Amelogenesis imperfecta

The amelogenesis imperfecta enamel defects are highly variable and include abnormalities that are classified as hypoplastic (defect in amount of enamel), hypomaturation (defect in final growth and maturation of enamel crystallites), and hypocalcified (defect in initial crystallite formation followed by defective growth). The enamel in both the hypomaturation and hypocalcified AI types is not mineralized to the level of normal enamel and can be described as hypomineralized. Amelogenesis imperfecta can be inherited as an x-linked, autosomal recessive (AR), or autosomal dominant (AD) condition.

The AI trait can be transmitted by either autosomal dominant, autosomal recessive, or X-linked modes of inheritance. Mutations in the AMELX, ENAM, and MMP20 genes cause amelogenesis imperfecta. The AMELX, ENAM, and MMP20 genes provide instructions for making proteins that are essential for normal tooth development. These proteins are involved in the formation of enamel, which is the hard, calcium-rich material that forms the protective outer layer of each tooth. Mutations in any of these genes alter the structure of these proteins or prevent the genes from making any protein at all. As a result, tooth enamel is abnormally thin or soft and may have a yellow or brown color. Teeth with defective enamel are weak and easily damaged.

In some cases, the genetic cause of amelogenesis imperfecta has not been identified. Researchers are working to find mutations in other genes that are responsible for this disorder.

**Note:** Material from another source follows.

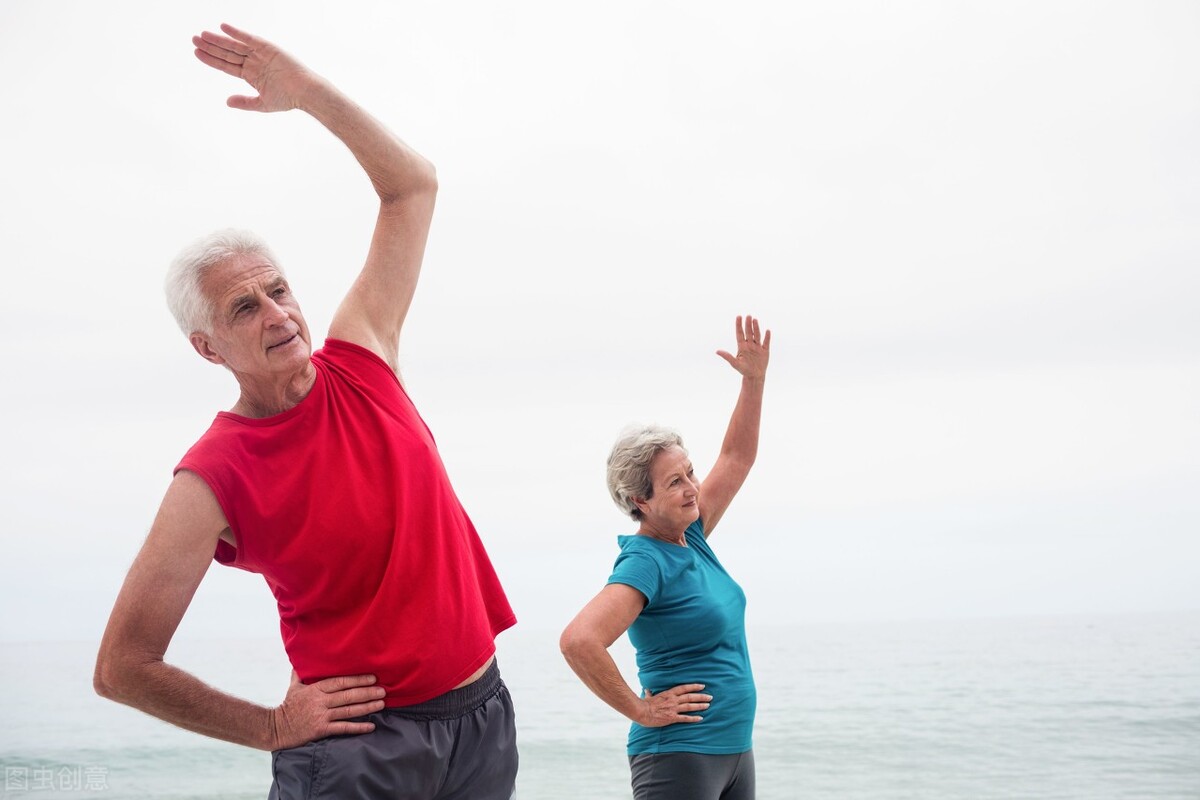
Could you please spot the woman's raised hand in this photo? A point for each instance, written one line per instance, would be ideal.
(754, 349)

Amelogenesis imperfecta can have different inheritance patterns depending on the gene that is altered. Most cases are caused by mutations in the ENAM gene and are inherited in an autosomal dominant pattern. This type of inheritance means one copy of the altered gene in each cell is sufficient to cause the disorder.

About 5 percent of amelogenesis imperfecta cases are caused by mutations in the AMELX gene and are inherited in an X-linked pattern. A condition is considered X-linked if the mutated gene that causes the disorder is located on the X chromosome, one of the two sex chromosomes. In most cases, males with X-linked amelogenesis imperfecta experience more severe dental abnormalities than females with this form of this condition.

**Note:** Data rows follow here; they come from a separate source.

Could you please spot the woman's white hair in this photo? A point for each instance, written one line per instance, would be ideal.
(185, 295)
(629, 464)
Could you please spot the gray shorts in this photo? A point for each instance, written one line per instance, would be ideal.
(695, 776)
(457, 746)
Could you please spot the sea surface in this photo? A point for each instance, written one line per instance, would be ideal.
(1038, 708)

Other cases of amelogenesis imperfecta result from new mutations in these genes and occur in people with no history of the disorder in their family.

Symptoms:

There are a number of symptoms, which include the following.

    Thin tooth enamel.

  • Soft tooth enamel.

  • Pitted tooth enamel.

  • Rough tooth enamel.

  • The teeth are easily damaged.

  • Teeth appear yellow.

Diagnosis:

The diagnosis and classification of AI has traditionally been based on the clinical presentation or phenotype and the inheritance pattern. Although multiple gene defects responsible for causing AI have been identified since 1990, most of the AI types do not have a known molecular basis. As the molecular defects causing AI are identified, the need for a molecular based nomenclature increases. The rapid identification of multiple mutations in multiple genes has lead to the acceptance of standardized nomenclatures for reporting AI associated mutations at the genomic, cDNA and protein level. The most widely accepted classification system for delineating the AI types subdivides AI into four main types based on the enamel defects and then further divides them into14 distinct subtypes based on clinical appearance (phenotype) and mode of inheritance.

X-rays and other imaging scans may be taken during exams to assess the extent of damage to the inner layers of the teeth. Genetic blood testing also may be ordered to confirm that symptoms are the result of an inherited condition rather than poor hygiene or other environmental factors.

Treatment:

Crowns are sometimes being used to compensate for the soft enamel. Usually stainless steel crowns are used in children which may be replaced by porcelain once they reach adulthood. In the worst case scenario, the teeth may have to be extracted and implants or dentures are required.

NOTE: The above information is educational purpose. The information provided herein should not be used during any medical emergency or for the diagnosis or treatment of any medical condition.

DISCLAIMER: This information should not substitute for seeking responsible, professional medical care.